Tommy Bahama is facing a new class action lawsuit in Washington state, accused of sending spam emails with false urgency in their subject lines, a violation of the Washington Commercial Electronic Mail Act (CEMA). The plaintiff claims these misleading “urgent” subject lines manipulate shoppers into quick purchases and distort decision-making. Similar lawsuits were recently filed against Macy’s and Discount Tire, signaling rising legal pressure on retail email marketing practices. Why It Matters: Regulators and now consumers are cracking down on deceptive urgency tactics in marketing emails. This lawsuit reflects a broader trend: brands that rely on aggressive scarcity messaging risk legal action, reputation damage, and tighter enforcement of state-level anti-spam laws. 

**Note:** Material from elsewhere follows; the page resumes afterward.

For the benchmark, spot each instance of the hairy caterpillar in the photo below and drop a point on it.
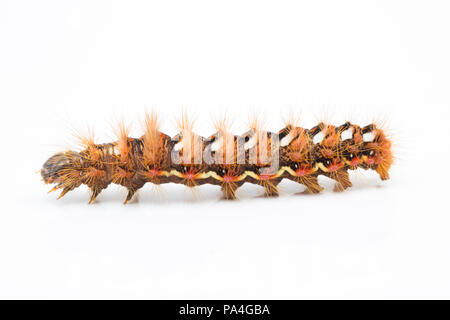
(258, 157)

Similarweb’s Director of SEO released a new framework showing how brands can track and optimize AI citations, now the core visibility metric as zero-click searches surged to 69% and AI platforms send 95% less traffic than traditional search. The methodology reveals how ChatGPT, Gemini, and Perplexity choose citation sources, how volatile these citations are (changing 50% month-to-month), and how brands can strategically influence where AI models pull information by improving structure, factual depth, structured data, and presence on high-authority domains. Why It Matters: As AI Overviews and chatbot answers replace clicks, being cited is the new ranking. Brands that don’t appear in AI answers effectively “don’t exist in the session”, even if they rank well in traditional SERPs. This framework matters because it gives marketers a practical path to measure and influence AI visibility, understand platform-specific preferences, and adapt SEO strategies to an AI-first search environment. 

🎯 Strategy

Indeed

Many brands still fall into the trap of overselling, creating pitches that sound amazing but aren’t fully supported by the product. It works short-term, but it breaks eventually. A viral “chocolate scam” serves as a reminder of how easily marketing can cross the line. The real solution: reconnect product, marketing, and sales; align messaging to the buyer’s journey; use proof instead of promises; and adopt a “positioning floor” that forces teams to under-promise and over-deliver. Why It Matters: Customer skepticism has never been higher. When expectations don’t match reality, it’s nearly impossible to win back trust, even great marketing can’t fix that. 

Marketers are scrambling to adapt to AI-driven search, but many are making avoidable mistakes, like treating AI search the same as traditional SEO, relying on static tool prompts, or expecting performance metrics where branding impact is the real value. AI search requires new goals, new KPIs, and alignment with existing SEO, PR, and content processes. Understanding grounded vs. model-generated answers, plus optimizing for fluid user behavior across LLMs, is now essential. Why It Matters: AI search is transforming how users discover, evaluate, and trust brands, and optimizing blindly will waste time and budget. Companies that treat AI search as its own discipline, with its own metrics and visibility model, will gain an early advantage as LLM-driven discovery accelerates.